You have certain rights under the law and under this policy to request access to your information, to manage it, to withdraw consent, and to request us to delete or transfer information about you or restrict the way it is used. You also have a right to complain.

• You may access information held about you. Your right of access can be exercised by contacting our customer care team.
• To provide our products and services to you we need accurate customer information. You are required to inform us whenever your circumstances change.
• If you wish to update information about you which is inaccurate or incorrect please do this via our app or by contacting our customer care team.
• We may need to ensure that your information is accurate and correct and this may involve a number of further steps such as confirming your identity prior to being able to assist you or answer questions about your account.
• Depending on your location, we will store your information for six to seven years but in certain circumstances, including through regulatory requirements, we may have to store this for a longer period.
• You may request that we delete your information and we will do so but only if we do not need to retain it for any of the matters set out above.
• Some of your information may be impossible to permanently delete and where this is not possible we will put that information beyond reasonable use.
• Your information which you have shared with others (for example on our website or social media platforms) may remain publicly available.
• You can ask us to stop using all or some of your information, withdraw consent or to limit our use of it by contacting our customer care team. We will do so but only if we do not need to retain or use it for any of the matters set out above.
• Before sending you marketing communications, we will always obtain your permission to do so. Please note that if you update your permissions on marketing communications, there may be a period of time before the update takes effect and you may be sent marketing communications during this time.
• You can ask to have information about you that you have provided to us transferred elsewhere by contacting our customer care team.
• We will do so but we may also need to retain it for any of the matters set out above or we may be restricted from doing so for the same reasons.
• If you are located in the United Kingdom, you have the right to lodge a complaint with the Information Commissioner’s Office.
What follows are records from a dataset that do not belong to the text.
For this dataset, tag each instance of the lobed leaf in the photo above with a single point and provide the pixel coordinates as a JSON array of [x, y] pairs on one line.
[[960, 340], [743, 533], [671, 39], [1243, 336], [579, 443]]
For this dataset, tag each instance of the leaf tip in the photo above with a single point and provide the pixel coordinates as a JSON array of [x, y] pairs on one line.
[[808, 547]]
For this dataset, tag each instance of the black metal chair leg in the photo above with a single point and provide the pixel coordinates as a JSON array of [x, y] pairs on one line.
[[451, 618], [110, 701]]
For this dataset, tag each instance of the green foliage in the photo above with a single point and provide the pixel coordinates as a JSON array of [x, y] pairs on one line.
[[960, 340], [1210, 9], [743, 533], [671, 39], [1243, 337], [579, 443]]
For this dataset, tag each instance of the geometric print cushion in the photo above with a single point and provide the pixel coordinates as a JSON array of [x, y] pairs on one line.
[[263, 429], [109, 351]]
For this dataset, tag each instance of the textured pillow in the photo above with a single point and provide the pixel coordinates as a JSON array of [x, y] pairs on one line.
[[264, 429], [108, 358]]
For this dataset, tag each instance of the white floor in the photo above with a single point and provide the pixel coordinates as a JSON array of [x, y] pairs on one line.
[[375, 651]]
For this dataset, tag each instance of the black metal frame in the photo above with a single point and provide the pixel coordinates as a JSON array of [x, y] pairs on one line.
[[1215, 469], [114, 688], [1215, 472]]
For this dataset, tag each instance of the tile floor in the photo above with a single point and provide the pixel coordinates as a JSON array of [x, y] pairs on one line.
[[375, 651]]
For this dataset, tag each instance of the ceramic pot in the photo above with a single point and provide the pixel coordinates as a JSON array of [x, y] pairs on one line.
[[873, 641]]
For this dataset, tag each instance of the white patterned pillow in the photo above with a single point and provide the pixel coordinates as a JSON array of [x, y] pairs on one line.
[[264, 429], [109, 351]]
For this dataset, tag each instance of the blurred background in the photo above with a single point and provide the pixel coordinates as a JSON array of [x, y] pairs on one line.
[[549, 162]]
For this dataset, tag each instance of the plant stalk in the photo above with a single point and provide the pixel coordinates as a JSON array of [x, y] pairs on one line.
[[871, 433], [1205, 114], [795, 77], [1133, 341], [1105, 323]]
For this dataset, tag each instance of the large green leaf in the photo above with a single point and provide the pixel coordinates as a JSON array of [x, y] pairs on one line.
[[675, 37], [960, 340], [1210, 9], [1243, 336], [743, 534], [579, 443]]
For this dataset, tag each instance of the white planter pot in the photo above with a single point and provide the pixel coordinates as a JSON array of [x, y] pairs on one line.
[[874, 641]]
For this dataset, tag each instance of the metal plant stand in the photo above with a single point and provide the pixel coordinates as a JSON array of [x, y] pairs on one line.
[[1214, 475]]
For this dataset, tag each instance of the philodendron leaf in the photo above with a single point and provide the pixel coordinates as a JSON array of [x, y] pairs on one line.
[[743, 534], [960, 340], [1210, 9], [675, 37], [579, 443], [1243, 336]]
Other important information

This policy may be updated from time to time. Any updates we make to this policy will become effective immediately on posting on our website. We will provide you with notice of significant updates via email or any other method we think is suitable.

For the purposes of the data protection laws, the data controller is Mondooli Ltd. Our company registration number is 14521473. Our ICO registration number is ZB491062.
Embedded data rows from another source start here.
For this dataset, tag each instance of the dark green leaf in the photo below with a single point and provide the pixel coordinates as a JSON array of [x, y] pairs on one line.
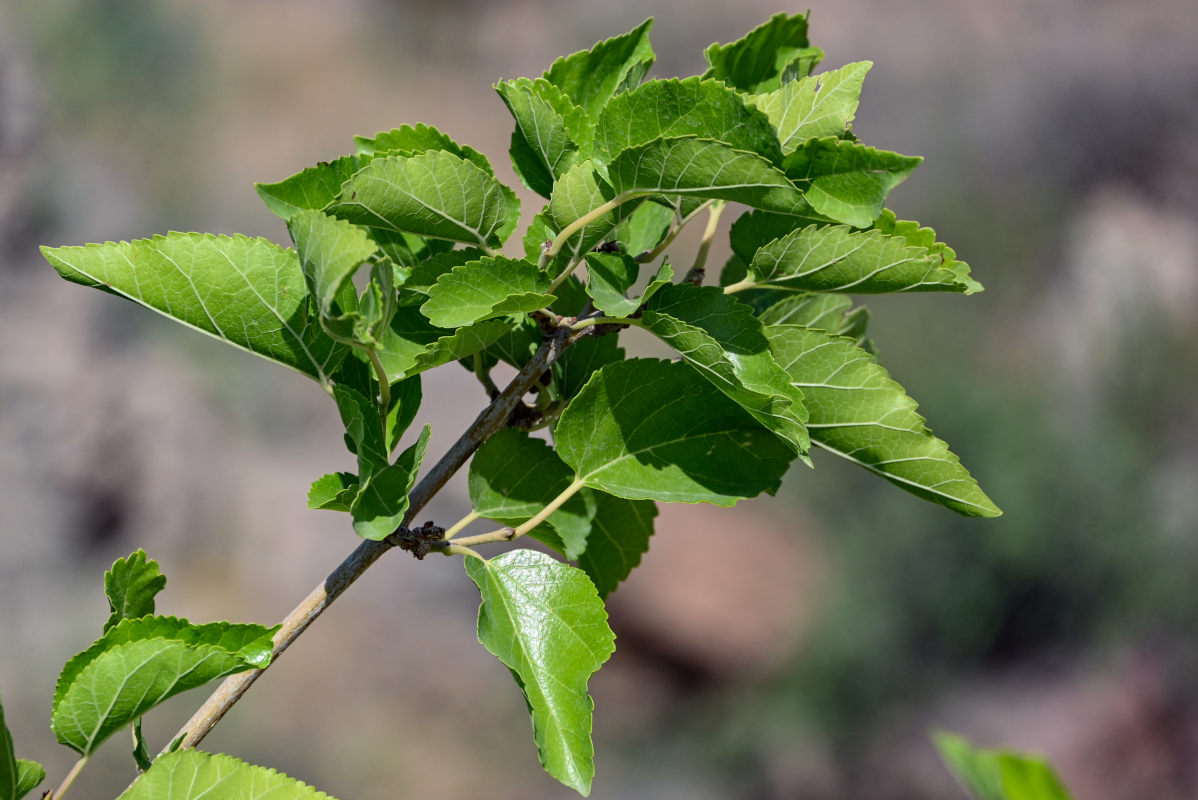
[[846, 181], [816, 107], [382, 501], [647, 429], [544, 620], [858, 412], [592, 77], [691, 107], [724, 341], [195, 775], [247, 291], [484, 289], [131, 586], [619, 535], [140, 664], [435, 194], [764, 56]]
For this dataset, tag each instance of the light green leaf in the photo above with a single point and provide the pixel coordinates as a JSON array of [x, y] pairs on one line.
[[550, 131], [766, 56], [859, 413], [141, 662], [997, 774], [544, 620], [580, 191], [590, 78], [333, 492], [846, 181], [484, 289], [691, 107], [647, 429], [707, 169], [811, 108], [131, 586], [435, 194], [514, 476], [838, 259], [248, 292], [197, 775], [619, 535], [382, 501], [724, 341], [411, 140], [312, 188]]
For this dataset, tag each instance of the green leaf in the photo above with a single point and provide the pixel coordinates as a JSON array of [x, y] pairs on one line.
[[846, 181], [131, 586], [838, 259], [382, 501], [619, 535], [411, 140], [580, 191], [611, 274], [724, 341], [312, 188], [197, 775], [248, 292], [647, 429], [544, 620], [141, 662], [766, 56], [816, 107], [435, 194], [707, 169], [859, 413], [590, 78], [998, 775], [333, 492], [691, 107], [550, 131], [514, 476], [485, 289]]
To ensure clarity of some of the meanings we've used above:

• Affiliates and business partners means our holding companies, subsidiary companies and all the subsidiary companies of such holding companies.
• Data protection laws means the General Data Protection Regulation (EU 2016/679) or any substantially equivalent law enacted in the UK and other locations that we may offer our services.
• EEA means the European Economic Area.
• Our website means the Mondooli website at www.mondooli.com and all related sites.
• We, us, our or Mondooli means Mondooli Ltd and our affiliates.
• Your information or information about you means personal data (as defined in the data protection laws) about you.